County Council President Nancy Floreen added, “What the Muslim community adds in terms of services and commitment is unparalleled. We know that and our community knows that. We are blessed to have you all here.”
“I know my colleagues join me in our commitment to our community to its diversity and inclusiveness,” said Floreen. “We will not tolerate the kind of xenophobia and misbehavior that we see at the national level that regrettably tends to filter down within the region. We are here with the Muslim community to reiterate these points. We shall share a future together that is great for everyone. This is what makes Montgomery County unique, if not in the nation than in the world. It is how we treat each other. This is why people want to be here.”
Leggett and Floreen were joined by other distinguished guests from Montgomery County Public Schools; the Department of Health and Human Services and Montgomery County Police Department. The event was also attended by Dr. Maria V. Navarro, MCPS chief academic officer; Dr. Kimberly A. Statham, MCPS deputy superintendent; Dr. Jonathan T. Brice, MCPS associate superintendent; Hardy Bennett, HHS senior manager for Behavioral Health and Crisis Services; and Captain Marc Yamada, MCPD director of Community Outreach Section were all on hand for the signing and to give reports on initiatives supporting the Muslim community.

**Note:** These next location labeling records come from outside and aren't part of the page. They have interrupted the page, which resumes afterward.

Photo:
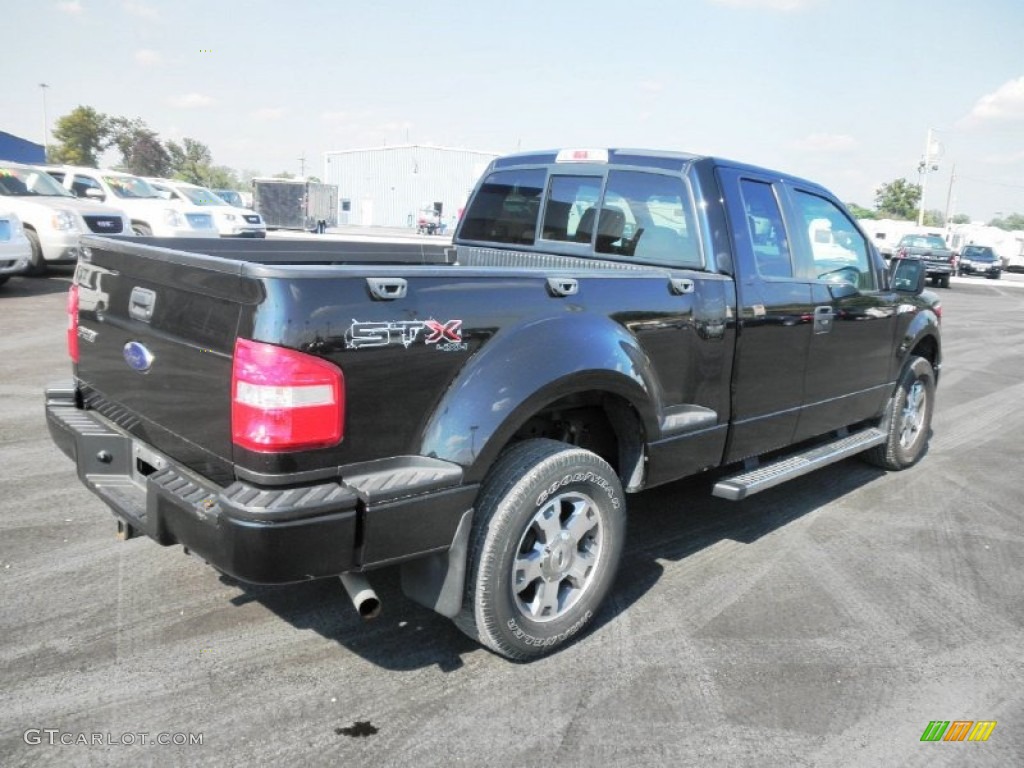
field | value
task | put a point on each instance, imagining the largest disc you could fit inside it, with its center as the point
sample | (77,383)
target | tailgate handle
(682,286)
(563,286)
(141,303)
(387,289)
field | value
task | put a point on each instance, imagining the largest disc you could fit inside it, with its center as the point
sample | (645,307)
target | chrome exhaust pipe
(368,605)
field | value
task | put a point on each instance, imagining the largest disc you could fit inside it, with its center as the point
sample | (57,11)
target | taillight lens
(285,400)
(73,323)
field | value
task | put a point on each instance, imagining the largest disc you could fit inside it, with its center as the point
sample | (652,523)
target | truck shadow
(671,522)
(57,280)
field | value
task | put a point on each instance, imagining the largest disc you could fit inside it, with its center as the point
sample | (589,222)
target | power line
(988,181)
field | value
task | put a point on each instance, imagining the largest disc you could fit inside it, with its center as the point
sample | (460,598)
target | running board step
(750,482)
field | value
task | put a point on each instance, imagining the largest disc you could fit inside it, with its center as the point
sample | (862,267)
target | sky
(840,91)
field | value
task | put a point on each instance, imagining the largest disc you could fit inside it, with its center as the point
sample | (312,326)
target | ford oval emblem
(137,356)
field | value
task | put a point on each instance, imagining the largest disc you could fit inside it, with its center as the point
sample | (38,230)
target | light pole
(46,125)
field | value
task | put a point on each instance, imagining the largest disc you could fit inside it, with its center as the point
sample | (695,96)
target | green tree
(141,152)
(190,160)
(82,135)
(1011,222)
(897,200)
(220,177)
(859,212)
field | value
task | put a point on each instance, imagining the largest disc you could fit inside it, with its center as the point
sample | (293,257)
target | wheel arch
(535,376)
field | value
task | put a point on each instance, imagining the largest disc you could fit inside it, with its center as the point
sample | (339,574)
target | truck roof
(660,159)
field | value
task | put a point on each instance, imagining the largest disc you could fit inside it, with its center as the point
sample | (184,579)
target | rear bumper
(937,267)
(410,507)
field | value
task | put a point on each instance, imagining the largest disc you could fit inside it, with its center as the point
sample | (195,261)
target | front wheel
(547,539)
(908,418)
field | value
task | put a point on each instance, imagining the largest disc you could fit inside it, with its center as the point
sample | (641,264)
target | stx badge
(445,336)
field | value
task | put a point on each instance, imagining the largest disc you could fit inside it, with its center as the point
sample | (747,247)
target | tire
(547,539)
(908,418)
(37,263)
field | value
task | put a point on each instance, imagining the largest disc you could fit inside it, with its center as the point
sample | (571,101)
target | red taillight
(285,400)
(73,323)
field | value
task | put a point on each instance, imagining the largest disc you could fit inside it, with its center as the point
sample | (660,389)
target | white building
(388,185)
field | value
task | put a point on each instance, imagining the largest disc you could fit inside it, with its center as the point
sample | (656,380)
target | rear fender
(525,368)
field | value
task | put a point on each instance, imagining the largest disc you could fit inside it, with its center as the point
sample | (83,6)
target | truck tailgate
(156,341)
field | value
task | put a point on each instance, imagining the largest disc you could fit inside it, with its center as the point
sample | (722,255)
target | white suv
(14,248)
(53,219)
(230,220)
(151,214)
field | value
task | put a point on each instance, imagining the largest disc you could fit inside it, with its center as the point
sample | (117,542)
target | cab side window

Commander David Gillespie of the 5th District in Germantown spoke of the importance of the relationships between the police department and the community, in keeping all members of the Germantown community safe regardless of religious beliefs.
“As your District Commander here in Germantown, and I speak for all the District Commanders, the process of getting to know so many different people in our community is one that we cherish, but is also one that takes a lot of work. It takes a continuing effort to build and get to where we need to be,” said Gillespie.
“When things happen around the world that might put faith communities in danger, we will do outreach. We will have extra patrols. And, we will make sure we have a connection to find out about any concerns that you might have, and also to make sure that you are safe, and the congregation is safe,” he said. “Relationship building it crucial to our police department. We cannot be effective without these outstanding relationships. We want you to trust us. We want you to come to us, to report crimes to us because there are times when things might go unreported, and we can be much more effective if we know that certain things are happening, and they are brought to our attention.”
The Islamic Society of Germantown is a non-profit, independent organization that culminated from years of dedication from a group of fellow Muslims who started working on the idea in 1998.
Top: Montgomery County Executive Isiah Leggett and County Council President Nancy Floreen sign a proclamation reaffirming the County’s solidarity with the Muslim Community.
Next: County Executive Ike Leggett speaks about the importance of the Islamic community to the County.
Next: Imam Ammar Najar of the Islamic Society of Germantown welcomes the leaders of Montgomery County.
Next: Commander David Gillespie, of the 5th District in Germantown speaks about the importance of the relationships between the faith communities and the police department.